AMMAN, Jordan: Liam Neeson got a little break from being famous. Sitting on the floor of a community center courtyard with two dozen local teens, he listened attentively as young Syrian refugees — who had no idea that he’s a Hollywood star — talked about the struggles of exile.
“They are all our children,” Neeson, a goodwill ambassador for the UN child agency, later said.
On Tuesday, Neeson and his son Micheal, 21, visited a community center in a working-class neighborhood of Jordan’s capital of Amman.
Ahmed, a 15-year-old Syrian, said he used to get into fights with a Jordanian boy from the neighborhood. Now they are like brothers, he said.
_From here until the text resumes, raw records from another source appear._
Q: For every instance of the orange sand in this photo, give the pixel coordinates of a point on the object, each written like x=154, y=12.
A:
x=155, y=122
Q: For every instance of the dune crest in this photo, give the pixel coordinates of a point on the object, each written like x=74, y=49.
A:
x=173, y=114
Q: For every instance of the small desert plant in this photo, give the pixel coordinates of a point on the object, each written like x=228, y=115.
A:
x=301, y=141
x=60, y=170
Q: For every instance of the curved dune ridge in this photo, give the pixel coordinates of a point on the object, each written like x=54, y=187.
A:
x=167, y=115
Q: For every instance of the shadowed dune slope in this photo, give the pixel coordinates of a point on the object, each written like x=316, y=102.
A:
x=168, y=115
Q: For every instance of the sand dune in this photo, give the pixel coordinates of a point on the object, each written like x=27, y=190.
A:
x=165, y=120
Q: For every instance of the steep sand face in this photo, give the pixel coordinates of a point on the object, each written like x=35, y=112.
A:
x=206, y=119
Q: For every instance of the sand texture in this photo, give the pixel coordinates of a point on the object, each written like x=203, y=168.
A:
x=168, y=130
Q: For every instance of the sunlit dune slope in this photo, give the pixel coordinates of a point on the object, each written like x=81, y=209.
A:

Reema Mohammed, 15, a refugee from the Syrian capital of Damascus, said a Jordanian girl in her school used to bully her and that the center’s program helped her handle the situation.
Neeson later said in an interview that he was particularly inspired by the Syrian girls.
“I thought they would be more oppressed because of their culture, and of course because of the ordeals they have been going through, coming from Syria, the horrors there,” he said. “These girls I met, yesterday and ... again here today, they are so positive, so eager and keen to learn.”
“I asked them ... what their goals were in life, in an ideal world what would they want to be,” he said, adding that responses included mathematician, engineer, police inspector and teacher. “To see these girls being empowered by education and the focus in their eyes was incredibly humbling and very moving,” he said. Asked about the backlash against Syrian refugees in Europe and the US, Neeson said that “we in the West tend to have a bias” against Muslims.